Up until recently I had no way of even remotely comparing the incredibleness of bringing new life into this world, until I started my vegetable garden. Of course, I realize that vegetable gardens may seem like peas in comparison to child birth, but have you ever had a vegetable garden?

I have become quite fond of my garden. I wake every morning and the first thing I do is water it. It’s probably the best part of my day. It’s super quiet, there’s a chill in the air, my neighbor is milking her cow, and all the plants look gorgeous from the morning dew. After a million failed attempts at a whole range of veggies, I’ve finally started to actually eat a little bit out of my garden—peppers, lettuce, onions, corn, beans. I know it may seem like nothing, but to me it has been amazing source of fulfillment.

Yes, I have worked on a lot of farms since I got here. I’ve planted, hoed, and harvested an assortment of fruits and vegetables—but nothing is quite like doing it all yourself. To take a tiny little seed, no bigger than a thumb tack, put it into the earth, tend to the soil, and then eat its fruit just a few months later is simply euphoric.

Te pongo un ejemplo: How amazing is it that a tiny lettuce seed, about the size of a poppy seed, could be put into the ground and two months later give you a full head of lettuce. The only thing it asks in return is that you supply it with nutrient filled soil and clean up any weeds that grow around it. Imagine that, just for a minute— A POPPY SEED. It’s absolutely tiny. Imagine stripping it off your next Panera bagel, ripping a chunk of grass out of your yard and planting that little seed in its place. Then, to think that very head of lettuce you just bought at the grocery store was produced just like that. And to top it all off, if you want to wait a little while longer before ripping out that lettuce, it will make pods on top and give you plenty of seeds to go ahead and replant that delicious vegetable.

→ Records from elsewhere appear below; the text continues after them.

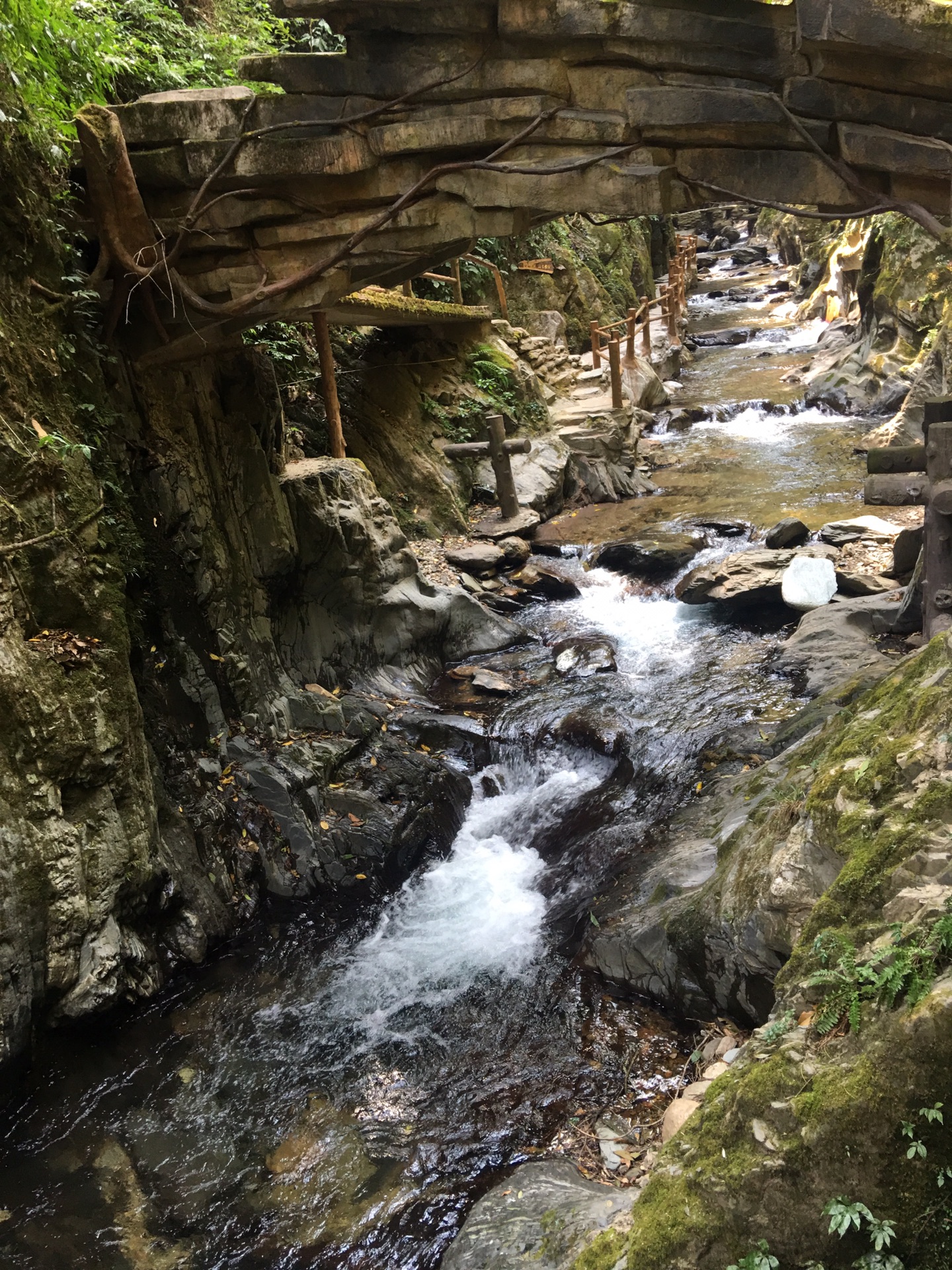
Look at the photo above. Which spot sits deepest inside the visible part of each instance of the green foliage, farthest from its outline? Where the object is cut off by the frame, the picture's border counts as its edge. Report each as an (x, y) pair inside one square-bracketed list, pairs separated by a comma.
[(60, 54), (847, 1216), (905, 968), (61, 447), (758, 1259)]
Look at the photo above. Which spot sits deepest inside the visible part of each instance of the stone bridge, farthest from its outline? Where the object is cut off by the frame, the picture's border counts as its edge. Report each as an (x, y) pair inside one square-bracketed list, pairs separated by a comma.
[(608, 107)]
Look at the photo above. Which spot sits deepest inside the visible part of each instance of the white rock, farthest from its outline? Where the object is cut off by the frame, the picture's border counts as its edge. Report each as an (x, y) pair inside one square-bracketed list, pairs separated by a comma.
[(809, 582)]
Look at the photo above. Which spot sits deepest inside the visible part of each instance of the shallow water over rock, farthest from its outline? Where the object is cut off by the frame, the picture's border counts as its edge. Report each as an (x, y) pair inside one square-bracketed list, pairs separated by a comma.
[(338, 1095)]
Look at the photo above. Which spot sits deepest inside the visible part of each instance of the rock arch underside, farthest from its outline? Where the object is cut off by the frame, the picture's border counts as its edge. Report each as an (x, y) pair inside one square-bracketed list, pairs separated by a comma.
[(623, 108)]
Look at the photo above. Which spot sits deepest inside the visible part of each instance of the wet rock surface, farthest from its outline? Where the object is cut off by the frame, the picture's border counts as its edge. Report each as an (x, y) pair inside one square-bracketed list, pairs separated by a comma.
[(543, 1214), (746, 578), (660, 553)]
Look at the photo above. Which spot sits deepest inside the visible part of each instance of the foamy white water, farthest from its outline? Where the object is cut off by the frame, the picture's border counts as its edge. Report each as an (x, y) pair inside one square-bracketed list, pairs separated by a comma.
[(479, 912)]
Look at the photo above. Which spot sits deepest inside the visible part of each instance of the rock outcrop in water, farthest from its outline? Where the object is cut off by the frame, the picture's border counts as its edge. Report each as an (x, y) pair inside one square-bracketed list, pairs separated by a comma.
[(131, 842)]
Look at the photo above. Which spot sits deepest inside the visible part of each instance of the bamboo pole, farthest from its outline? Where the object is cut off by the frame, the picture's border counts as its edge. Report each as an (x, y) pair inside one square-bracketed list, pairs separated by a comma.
[(329, 385)]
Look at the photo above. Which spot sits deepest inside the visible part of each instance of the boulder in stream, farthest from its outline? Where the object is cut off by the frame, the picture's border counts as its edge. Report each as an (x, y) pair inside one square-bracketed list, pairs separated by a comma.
[(746, 578), (549, 583), (651, 553), (480, 558), (808, 583), (583, 657), (543, 1214), (789, 532)]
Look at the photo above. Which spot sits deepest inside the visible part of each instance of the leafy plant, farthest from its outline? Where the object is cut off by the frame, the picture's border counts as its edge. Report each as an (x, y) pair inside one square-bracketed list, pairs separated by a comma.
[(758, 1259), (61, 447), (905, 968), (847, 1216)]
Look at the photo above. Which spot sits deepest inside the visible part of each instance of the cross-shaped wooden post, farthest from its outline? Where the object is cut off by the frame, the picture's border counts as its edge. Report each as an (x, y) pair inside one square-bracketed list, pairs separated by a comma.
[(498, 451), (900, 476)]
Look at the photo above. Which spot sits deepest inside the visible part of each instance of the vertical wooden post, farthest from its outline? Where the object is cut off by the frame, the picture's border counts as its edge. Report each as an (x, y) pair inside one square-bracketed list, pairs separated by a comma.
[(647, 328), (615, 361), (329, 385), (596, 345), (672, 312), (937, 541), (503, 468), (633, 323)]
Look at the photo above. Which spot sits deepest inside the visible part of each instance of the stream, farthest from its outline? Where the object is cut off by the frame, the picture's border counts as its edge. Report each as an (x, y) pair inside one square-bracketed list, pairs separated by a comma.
[(332, 1095)]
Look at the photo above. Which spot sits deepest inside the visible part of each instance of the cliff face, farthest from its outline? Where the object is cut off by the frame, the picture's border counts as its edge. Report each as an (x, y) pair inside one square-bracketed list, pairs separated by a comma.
[(161, 760)]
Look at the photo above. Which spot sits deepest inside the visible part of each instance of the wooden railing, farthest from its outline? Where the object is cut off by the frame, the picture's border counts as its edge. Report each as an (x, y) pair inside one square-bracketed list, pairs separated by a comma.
[(672, 300)]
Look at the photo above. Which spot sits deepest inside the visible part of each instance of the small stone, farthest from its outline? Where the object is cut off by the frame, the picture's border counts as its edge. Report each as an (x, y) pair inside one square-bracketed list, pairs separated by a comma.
[(762, 1134), (862, 583), (677, 1114), (808, 583), (714, 1071), (522, 525), (696, 1093), (514, 550), (481, 558), (789, 532), (539, 579), (488, 681), (584, 657)]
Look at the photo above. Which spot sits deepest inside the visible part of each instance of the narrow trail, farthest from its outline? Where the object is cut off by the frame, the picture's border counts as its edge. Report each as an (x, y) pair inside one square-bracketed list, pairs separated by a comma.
[(340, 1099)]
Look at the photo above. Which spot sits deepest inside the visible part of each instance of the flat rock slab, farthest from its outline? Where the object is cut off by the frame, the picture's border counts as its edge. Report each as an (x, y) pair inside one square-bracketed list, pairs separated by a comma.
[(480, 558), (833, 644), (521, 526), (663, 552), (539, 1217), (539, 579), (752, 577)]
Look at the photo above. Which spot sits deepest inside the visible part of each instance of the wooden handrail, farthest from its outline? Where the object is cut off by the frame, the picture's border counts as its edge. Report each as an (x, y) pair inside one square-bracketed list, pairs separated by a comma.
[(672, 302)]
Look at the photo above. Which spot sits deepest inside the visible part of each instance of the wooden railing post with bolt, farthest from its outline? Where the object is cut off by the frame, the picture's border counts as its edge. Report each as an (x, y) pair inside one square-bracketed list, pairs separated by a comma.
[(615, 361), (647, 328), (596, 345)]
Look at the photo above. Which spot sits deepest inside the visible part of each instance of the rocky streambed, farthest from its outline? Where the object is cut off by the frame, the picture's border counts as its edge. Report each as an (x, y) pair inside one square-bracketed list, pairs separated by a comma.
[(339, 1093)]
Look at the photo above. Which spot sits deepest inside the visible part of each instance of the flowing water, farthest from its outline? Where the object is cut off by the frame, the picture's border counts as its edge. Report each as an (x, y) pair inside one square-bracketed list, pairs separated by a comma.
[(333, 1095)]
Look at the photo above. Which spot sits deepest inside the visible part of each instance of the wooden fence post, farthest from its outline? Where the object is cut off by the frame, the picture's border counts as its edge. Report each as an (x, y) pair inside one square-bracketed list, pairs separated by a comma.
[(937, 539), (615, 361), (503, 468), (596, 345), (329, 385), (647, 328)]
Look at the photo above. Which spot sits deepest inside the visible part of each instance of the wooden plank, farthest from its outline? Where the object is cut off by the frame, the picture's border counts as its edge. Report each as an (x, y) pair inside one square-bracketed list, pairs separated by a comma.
[(896, 491)]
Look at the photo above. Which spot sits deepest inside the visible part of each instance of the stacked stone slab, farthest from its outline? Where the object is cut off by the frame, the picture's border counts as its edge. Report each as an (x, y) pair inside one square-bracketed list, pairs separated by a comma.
[(662, 95)]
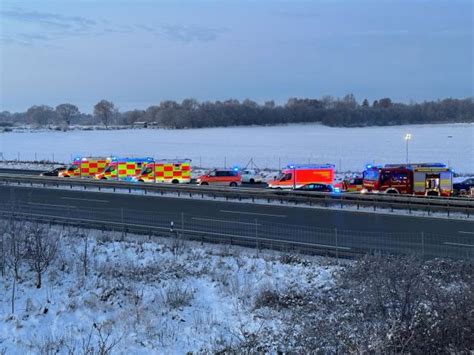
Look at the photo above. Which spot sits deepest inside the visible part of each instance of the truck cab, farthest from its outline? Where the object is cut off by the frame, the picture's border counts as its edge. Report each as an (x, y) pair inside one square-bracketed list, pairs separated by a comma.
[(430, 179), (295, 176)]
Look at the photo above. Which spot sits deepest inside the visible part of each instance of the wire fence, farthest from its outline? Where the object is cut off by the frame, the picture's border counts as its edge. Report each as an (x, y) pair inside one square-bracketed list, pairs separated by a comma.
[(251, 232)]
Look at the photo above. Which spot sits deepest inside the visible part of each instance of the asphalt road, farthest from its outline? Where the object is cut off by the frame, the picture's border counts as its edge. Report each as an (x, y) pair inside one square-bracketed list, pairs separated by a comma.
[(331, 229), (20, 171)]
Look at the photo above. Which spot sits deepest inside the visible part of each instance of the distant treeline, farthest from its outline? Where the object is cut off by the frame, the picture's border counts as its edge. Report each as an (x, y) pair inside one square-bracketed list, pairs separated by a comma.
[(190, 113)]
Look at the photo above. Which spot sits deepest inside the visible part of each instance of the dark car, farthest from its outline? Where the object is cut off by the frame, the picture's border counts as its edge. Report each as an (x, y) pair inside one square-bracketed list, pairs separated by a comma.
[(316, 188), (54, 172), (463, 187)]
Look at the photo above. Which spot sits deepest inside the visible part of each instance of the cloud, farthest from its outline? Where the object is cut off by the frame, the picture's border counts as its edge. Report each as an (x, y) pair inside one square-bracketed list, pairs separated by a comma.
[(183, 33), (46, 19), (45, 28), (187, 34)]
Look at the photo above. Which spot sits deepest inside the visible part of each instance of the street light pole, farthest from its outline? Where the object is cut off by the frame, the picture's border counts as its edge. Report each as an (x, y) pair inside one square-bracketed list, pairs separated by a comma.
[(407, 139)]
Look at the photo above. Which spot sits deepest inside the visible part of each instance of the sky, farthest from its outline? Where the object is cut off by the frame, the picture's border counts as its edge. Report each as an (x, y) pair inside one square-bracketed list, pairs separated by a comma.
[(138, 53)]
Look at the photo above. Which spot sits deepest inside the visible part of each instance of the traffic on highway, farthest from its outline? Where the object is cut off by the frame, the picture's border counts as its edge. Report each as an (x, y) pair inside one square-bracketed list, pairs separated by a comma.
[(423, 179)]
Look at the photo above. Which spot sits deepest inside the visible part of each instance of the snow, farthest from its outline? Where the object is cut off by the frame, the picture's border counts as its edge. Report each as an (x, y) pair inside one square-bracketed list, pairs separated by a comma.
[(335, 205), (270, 147), (161, 296)]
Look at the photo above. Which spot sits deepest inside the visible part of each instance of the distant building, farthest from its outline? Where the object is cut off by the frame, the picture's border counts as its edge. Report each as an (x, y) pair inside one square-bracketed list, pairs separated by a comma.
[(140, 124)]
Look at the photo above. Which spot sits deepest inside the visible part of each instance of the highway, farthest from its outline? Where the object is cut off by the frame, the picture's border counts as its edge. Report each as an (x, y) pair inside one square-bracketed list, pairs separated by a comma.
[(20, 171), (324, 229)]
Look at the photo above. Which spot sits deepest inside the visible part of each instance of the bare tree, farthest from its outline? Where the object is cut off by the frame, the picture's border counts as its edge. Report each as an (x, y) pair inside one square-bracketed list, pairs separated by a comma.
[(66, 112), (15, 247), (104, 110), (42, 248)]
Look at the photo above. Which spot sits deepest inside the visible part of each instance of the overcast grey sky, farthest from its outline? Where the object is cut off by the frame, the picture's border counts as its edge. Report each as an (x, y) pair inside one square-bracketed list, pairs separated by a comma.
[(138, 53)]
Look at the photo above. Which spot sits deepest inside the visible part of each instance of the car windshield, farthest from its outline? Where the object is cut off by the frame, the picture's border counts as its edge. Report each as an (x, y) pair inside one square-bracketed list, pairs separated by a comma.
[(145, 170), (371, 175), (109, 169)]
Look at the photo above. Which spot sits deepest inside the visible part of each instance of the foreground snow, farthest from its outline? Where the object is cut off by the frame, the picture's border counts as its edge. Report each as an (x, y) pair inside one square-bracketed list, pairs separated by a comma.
[(112, 293), (165, 296)]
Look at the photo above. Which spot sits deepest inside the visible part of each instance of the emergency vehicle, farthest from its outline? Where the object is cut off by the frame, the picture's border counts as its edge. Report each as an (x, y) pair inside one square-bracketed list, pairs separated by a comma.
[(173, 171), (85, 167), (353, 184), (295, 176), (430, 179), (123, 168)]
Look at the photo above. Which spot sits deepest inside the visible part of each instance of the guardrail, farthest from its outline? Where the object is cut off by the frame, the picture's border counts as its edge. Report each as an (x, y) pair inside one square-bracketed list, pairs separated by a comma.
[(255, 233), (428, 204)]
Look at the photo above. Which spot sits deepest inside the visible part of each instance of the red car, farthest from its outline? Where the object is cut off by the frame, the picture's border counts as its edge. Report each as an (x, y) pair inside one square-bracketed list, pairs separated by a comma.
[(226, 177)]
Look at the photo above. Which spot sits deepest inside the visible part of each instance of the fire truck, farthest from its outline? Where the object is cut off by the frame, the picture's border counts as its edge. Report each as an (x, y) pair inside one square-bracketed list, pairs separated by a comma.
[(123, 168), (85, 167), (295, 176), (172, 171), (429, 179)]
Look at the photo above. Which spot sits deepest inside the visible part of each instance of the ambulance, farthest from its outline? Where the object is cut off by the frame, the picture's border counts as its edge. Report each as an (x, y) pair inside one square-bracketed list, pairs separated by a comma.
[(123, 168), (85, 167), (429, 179), (171, 171), (295, 176)]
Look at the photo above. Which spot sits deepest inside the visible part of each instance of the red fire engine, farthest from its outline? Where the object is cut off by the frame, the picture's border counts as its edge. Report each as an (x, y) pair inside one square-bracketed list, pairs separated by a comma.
[(430, 179)]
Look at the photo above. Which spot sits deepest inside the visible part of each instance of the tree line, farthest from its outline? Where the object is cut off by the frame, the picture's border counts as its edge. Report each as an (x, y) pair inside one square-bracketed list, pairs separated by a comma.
[(336, 112)]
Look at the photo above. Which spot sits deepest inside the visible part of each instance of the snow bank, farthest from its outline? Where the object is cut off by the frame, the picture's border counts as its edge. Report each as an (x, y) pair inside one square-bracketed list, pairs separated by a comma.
[(162, 296)]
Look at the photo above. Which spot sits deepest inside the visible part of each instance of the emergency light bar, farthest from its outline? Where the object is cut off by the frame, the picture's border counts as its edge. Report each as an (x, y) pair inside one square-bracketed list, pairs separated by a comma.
[(311, 166)]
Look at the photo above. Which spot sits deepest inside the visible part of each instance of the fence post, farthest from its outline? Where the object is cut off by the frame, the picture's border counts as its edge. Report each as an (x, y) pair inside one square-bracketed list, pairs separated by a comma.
[(256, 235), (423, 243)]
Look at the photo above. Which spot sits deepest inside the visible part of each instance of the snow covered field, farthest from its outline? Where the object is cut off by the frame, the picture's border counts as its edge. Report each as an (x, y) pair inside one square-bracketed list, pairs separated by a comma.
[(168, 296), (270, 147)]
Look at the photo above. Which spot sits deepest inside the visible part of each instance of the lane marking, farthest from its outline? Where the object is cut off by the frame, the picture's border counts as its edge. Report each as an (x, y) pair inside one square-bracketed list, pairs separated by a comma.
[(255, 214), (48, 204), (84, 199), (224, 221), (459, 244)]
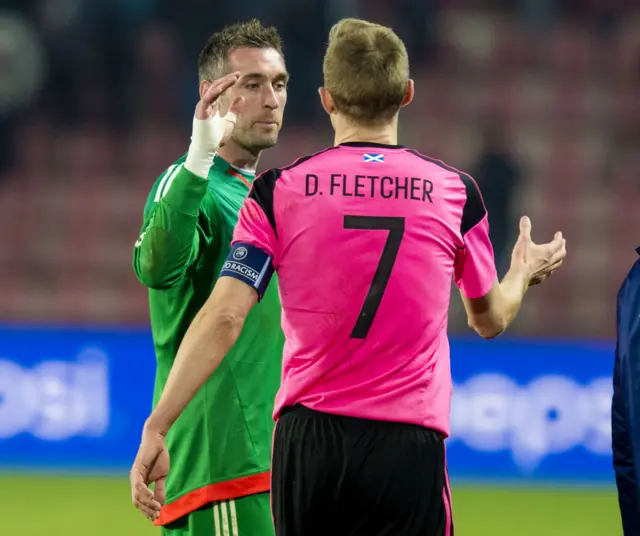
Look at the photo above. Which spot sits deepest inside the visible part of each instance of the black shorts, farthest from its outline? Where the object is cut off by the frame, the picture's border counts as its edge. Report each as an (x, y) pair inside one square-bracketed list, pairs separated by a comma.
[(357, 477)]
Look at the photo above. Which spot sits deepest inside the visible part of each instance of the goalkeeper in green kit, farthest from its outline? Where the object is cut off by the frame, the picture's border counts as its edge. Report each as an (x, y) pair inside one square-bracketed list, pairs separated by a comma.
[(221, 446)]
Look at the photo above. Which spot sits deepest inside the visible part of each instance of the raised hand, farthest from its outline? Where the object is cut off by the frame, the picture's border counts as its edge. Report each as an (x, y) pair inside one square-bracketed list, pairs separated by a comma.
[(210, 129), (537, 261)]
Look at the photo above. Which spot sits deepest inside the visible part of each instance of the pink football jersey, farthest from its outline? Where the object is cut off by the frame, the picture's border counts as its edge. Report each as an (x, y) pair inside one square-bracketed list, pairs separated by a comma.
[(366, 239)]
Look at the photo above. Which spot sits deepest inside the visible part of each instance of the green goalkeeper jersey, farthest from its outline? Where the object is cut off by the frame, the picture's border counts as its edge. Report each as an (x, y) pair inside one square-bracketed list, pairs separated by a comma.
[(220, 446)]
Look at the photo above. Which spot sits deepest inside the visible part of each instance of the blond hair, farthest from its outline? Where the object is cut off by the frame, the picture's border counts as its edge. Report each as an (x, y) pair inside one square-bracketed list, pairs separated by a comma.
[(366, 71)]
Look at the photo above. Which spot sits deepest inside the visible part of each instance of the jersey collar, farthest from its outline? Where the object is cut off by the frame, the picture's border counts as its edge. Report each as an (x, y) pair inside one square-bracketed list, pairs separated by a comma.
[(222, 166), (370, 144)]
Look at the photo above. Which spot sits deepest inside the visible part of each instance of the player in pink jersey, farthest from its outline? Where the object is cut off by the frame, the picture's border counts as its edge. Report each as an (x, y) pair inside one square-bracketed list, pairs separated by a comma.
[(366, 237)]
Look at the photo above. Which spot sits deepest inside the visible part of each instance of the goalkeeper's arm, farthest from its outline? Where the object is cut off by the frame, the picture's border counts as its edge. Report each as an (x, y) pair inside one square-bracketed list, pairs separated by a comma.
[(169, 241)]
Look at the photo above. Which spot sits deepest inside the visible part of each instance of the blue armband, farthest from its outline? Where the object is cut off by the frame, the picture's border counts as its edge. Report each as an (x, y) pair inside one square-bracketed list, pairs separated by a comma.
[(249, 264)]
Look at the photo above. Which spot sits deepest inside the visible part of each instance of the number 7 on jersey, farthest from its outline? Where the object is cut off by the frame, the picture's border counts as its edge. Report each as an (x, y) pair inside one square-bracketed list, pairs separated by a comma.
[(395, 226)]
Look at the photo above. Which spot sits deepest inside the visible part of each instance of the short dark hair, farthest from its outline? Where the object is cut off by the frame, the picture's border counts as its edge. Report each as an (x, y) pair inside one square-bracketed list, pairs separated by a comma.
[(212, 62)]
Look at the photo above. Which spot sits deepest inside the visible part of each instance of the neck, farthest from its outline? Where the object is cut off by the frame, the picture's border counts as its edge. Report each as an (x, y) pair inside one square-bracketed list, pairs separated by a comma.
[(238, 156), (347, 131)]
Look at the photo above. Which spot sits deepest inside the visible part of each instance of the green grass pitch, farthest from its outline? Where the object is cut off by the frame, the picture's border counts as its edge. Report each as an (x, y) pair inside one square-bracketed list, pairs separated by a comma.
[(47, 505)]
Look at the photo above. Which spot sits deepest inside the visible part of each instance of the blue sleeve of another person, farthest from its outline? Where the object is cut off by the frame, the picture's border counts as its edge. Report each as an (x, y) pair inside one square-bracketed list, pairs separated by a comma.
[(625, 411)]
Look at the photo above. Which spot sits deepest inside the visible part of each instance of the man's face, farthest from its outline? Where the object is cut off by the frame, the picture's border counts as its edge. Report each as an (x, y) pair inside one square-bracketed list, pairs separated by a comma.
[(263, 84)]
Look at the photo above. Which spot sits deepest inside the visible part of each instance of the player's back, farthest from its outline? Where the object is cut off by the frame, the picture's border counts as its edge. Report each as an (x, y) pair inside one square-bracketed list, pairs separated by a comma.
[(368, 240)]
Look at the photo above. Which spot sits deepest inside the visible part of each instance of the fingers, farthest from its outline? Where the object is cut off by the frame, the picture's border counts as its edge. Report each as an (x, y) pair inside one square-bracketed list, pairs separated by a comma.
[(525, 227), (142, 497), (218, 87), (160, 491)]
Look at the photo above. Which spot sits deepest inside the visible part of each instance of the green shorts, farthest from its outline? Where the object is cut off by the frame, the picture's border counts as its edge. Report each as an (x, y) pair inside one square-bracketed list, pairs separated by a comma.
[(245, 516)]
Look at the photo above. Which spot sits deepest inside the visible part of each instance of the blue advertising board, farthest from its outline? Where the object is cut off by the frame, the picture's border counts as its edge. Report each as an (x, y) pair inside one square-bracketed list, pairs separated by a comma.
[(77, 399)]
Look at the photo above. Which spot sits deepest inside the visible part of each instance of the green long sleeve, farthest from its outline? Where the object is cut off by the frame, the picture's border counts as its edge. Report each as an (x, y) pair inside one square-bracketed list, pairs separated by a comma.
[(170, 238)]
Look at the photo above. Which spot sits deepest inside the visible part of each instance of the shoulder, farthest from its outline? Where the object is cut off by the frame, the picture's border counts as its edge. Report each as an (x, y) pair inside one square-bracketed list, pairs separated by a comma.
[(160, 186)]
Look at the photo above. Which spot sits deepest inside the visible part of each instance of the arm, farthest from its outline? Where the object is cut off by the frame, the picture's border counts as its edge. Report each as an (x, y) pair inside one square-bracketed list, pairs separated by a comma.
[(169, 241), (492, 306), (243, 280), (491, 314)]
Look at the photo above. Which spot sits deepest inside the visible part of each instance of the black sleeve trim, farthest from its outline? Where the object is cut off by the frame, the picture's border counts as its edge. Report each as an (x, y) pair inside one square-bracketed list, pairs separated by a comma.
[(262, 193), (474, 209)]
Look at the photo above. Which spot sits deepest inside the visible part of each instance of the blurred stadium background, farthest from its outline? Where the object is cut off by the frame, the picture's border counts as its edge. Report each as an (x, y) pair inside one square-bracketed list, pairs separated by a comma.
[(537, 98)]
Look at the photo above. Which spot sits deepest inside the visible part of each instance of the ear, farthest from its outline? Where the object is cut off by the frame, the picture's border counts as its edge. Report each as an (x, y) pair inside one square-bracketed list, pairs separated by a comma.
[(327, 100), (410, 93), (204, 86)]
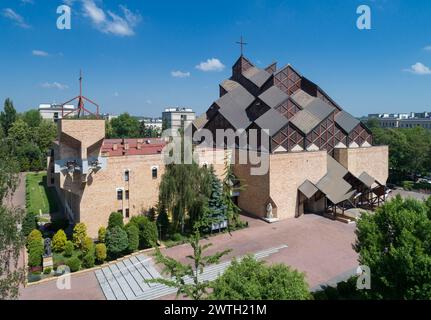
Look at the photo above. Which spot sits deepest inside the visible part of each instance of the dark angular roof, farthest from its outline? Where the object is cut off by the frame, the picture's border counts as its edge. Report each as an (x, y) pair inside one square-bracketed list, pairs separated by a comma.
[(257, 76), (319, 108), (233, 105), (271, 120), (367, 179), (346, 121), (302, 98), (308, 189), (273, 97), (305, 121), (229, 85)]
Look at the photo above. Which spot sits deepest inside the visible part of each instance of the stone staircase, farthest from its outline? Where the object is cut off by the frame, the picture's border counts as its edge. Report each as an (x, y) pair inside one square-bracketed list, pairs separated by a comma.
[(126, 279)]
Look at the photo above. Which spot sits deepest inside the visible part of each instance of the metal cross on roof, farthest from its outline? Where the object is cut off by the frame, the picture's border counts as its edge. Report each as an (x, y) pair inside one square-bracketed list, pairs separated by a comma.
[(242, 44)]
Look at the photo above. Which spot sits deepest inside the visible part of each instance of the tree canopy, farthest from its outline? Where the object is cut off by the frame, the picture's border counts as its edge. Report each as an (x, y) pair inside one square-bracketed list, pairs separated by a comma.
[(250, 279), (11, 238), (395, 243), (409, 149)]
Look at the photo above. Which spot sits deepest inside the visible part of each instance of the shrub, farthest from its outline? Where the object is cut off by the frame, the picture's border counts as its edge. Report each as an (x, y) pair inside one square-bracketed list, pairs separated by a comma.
[(79, 235), (35, 248), (115, 220), (116, 241), (87, 245), (148, 234), (252, 280), (58, 224), (47, 270), (34, 235), (133, 237), (35, 252), (74, 264), (176, 237), (68, 248), (29, 224), (89, 259), (152, 214), (59, 241), (408, 185), (100, 252), (101, 234)]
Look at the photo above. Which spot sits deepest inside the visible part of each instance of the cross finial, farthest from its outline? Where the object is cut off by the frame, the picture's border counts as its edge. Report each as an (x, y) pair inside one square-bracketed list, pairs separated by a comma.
[(242, 44)]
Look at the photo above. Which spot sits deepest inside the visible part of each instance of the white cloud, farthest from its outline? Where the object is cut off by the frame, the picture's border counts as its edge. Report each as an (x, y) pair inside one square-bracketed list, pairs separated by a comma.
[(211, 65), (15, 17), (180, 74), (40, 53), (111, 22), (419, 69), (54, 85)]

I don’t know if you’re thinking, “Wow Matt has really started smoking a lot of pot since joining the Peace Corps” or if this is actually interesting, but to me this incredible process is beyond explanation. Obviously there is a scientific explanation—but are kidding me, the size of poppy seed? Or in my dad’s example— the size of a tiny sperm?

Trust me, I know these are anything but new realizations, but in a world where something like 9/11 can attempt to crush the spirit inside of us, sometimes all it takes is a father’s perspective, or a simple vegetable garden, to remind us of that we’re just pieces of a puzzle, a really big incredible puzzle.

(Side note: I realize the above portion may seem preachy or elementary but I spent 23 years of my life and the only fruits and vegetables I’d seen were corn growing on the side of the highway and apples when we went picking for them as a little kid. I’ve gone to the grocery store a million times and it never occurred to me the mind blowing process that fills the produce section. I will surely never be able to see it the same.)